How diverse initiatives will come together
Published: 12 Nov 2003 13:45 GMT
United they stand
If companies are already creating interfaces into their systems that allow the systems to talk to each other, (EAI) then shouldn’t the portal be able to leverage those investments? And if companies have invested in combining data from these systems into analysis cubes, then doesn’t it make sense to allow portals to use this data as the basis for their reporting functions? Of course it does. But the Devil’s in the details. Unless the EAI product (or products) exposes their interfaces in a way that a portal product can consume them, then the work will have to be duplicated. And the BI initiative will have to produce a data warehouse that has not only the data needed by the portal but some "intelligence" about who can consume that data and under what circumstances.

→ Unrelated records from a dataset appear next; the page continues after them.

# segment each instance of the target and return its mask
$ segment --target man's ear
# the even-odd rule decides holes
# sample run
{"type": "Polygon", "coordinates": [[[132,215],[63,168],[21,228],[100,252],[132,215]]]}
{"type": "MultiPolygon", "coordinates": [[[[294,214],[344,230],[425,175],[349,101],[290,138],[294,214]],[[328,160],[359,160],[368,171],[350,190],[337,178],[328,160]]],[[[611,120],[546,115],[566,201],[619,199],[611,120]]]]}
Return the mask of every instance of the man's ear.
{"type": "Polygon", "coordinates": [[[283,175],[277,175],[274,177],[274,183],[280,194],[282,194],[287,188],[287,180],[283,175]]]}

This is one of the areas where Web services will make a big impact over the next 18 months. Every major EAI vendor built its packages on proprietary mechanisms in order to get to market faster. But as Web services begin moving from drafts to approved standards, these same EAI vendors are recognising that unless they support Web services interfaces to the processes they control, then companies will either "roll their own" or move to other products that do support them. And the BI vendors are starting to recognise that their reporting tools have to support Web services interfaces, and their data stores have to be able to deliver data via a Web services call. As standard interfaces to common business processes (EAI) and the data they produce (BI) emerge, then the Portal becomes the unification point through which the information is distributed to the entity (Employee, Vendor, or Customer) that can make the timeliest use of it. So now the race is on to see which vendor can offer the most compelling combination of technologies to deliver this unified solution.